Я пошевелил веками. Глаза мне жгло и резало. Воспаление роговицы.

Когда же, наконец, она погасит свет? Корнелия все еще сидела перед зеркалом. Однако уже одетая. Мгновение я смотрел на нее непонимающе. Ради бога, ведь не утро еще? Неужели я спал? Солнце сквозь зеленые занавеси на стеклянной стене лезло в комнату.

Она виновато улыбнулась.

— Я тебя разбудила? Жаль, можешь еще поспать, — сказала она тихо. — Я пока забегу к парикмахеру и куплю что-нибудь из одежды. — Она встала, тщательно поправила на себе простое полотняное платье и подошла поцеловать меня в щеку. — К обеду меня не жди, не знаю, когда вернусь…

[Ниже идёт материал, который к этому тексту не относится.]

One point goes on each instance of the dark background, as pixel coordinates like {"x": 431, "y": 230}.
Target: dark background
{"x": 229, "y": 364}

Спросонья я потянулся и прижал ее ладони к губам. Все тело у меня страшно болело; ее ладони благоухали свежестью и чистотой.

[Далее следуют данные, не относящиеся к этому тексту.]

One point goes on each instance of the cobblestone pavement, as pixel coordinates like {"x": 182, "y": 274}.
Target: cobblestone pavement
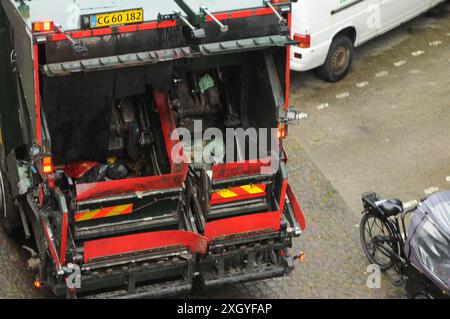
{"x": 385, "y": 127}
{"x": 335, "y": 266}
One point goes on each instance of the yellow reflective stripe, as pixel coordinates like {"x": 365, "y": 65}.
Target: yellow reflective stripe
{"x": 118, "y": 210}
{"x": 88, "y": 215}
{"x": 226, "y": 193}
{"x": 252, "y": 189}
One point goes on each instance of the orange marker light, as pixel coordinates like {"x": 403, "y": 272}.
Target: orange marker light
{"x": 43, "y": 26}
{"x": 37, "y": 284}
{"x": 301, "y": 257}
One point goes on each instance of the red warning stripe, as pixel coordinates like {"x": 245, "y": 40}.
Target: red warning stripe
{"x": 238, "y": 194}
{"x": 104, "y": 213}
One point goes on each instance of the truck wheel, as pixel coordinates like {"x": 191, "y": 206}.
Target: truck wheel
{"x": 339, "y": 60}
{"x": 9, "y": 215}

— Ты отдыхай, время есть, достаточно времени.

Двери тихо затворились. Я снова юркнул в сон. Хотя бы ненадолго, хотя бы на минутку. Снаружи по стальной стене резервуара железным прутом настойчиво стучал Гут. Сигнализировал. Что-то должно случиться, но в той темноте я не мог найти лестницу, чтобы выбраться из омута наружу. Я слепо блуждал с расставленными руками около стен, обтянутых нейтральным материалом. Меня охватила тревога и страх: лестница исчезла, я никогда отсюда не выберусь. "Гут! — закричал я громко. — Гут!"

Меня разбудил звук собственного голоса. Я весь был в поту, как будто только что вышел из бани. Облегченно вздохнул. Этого больше нет, все позади.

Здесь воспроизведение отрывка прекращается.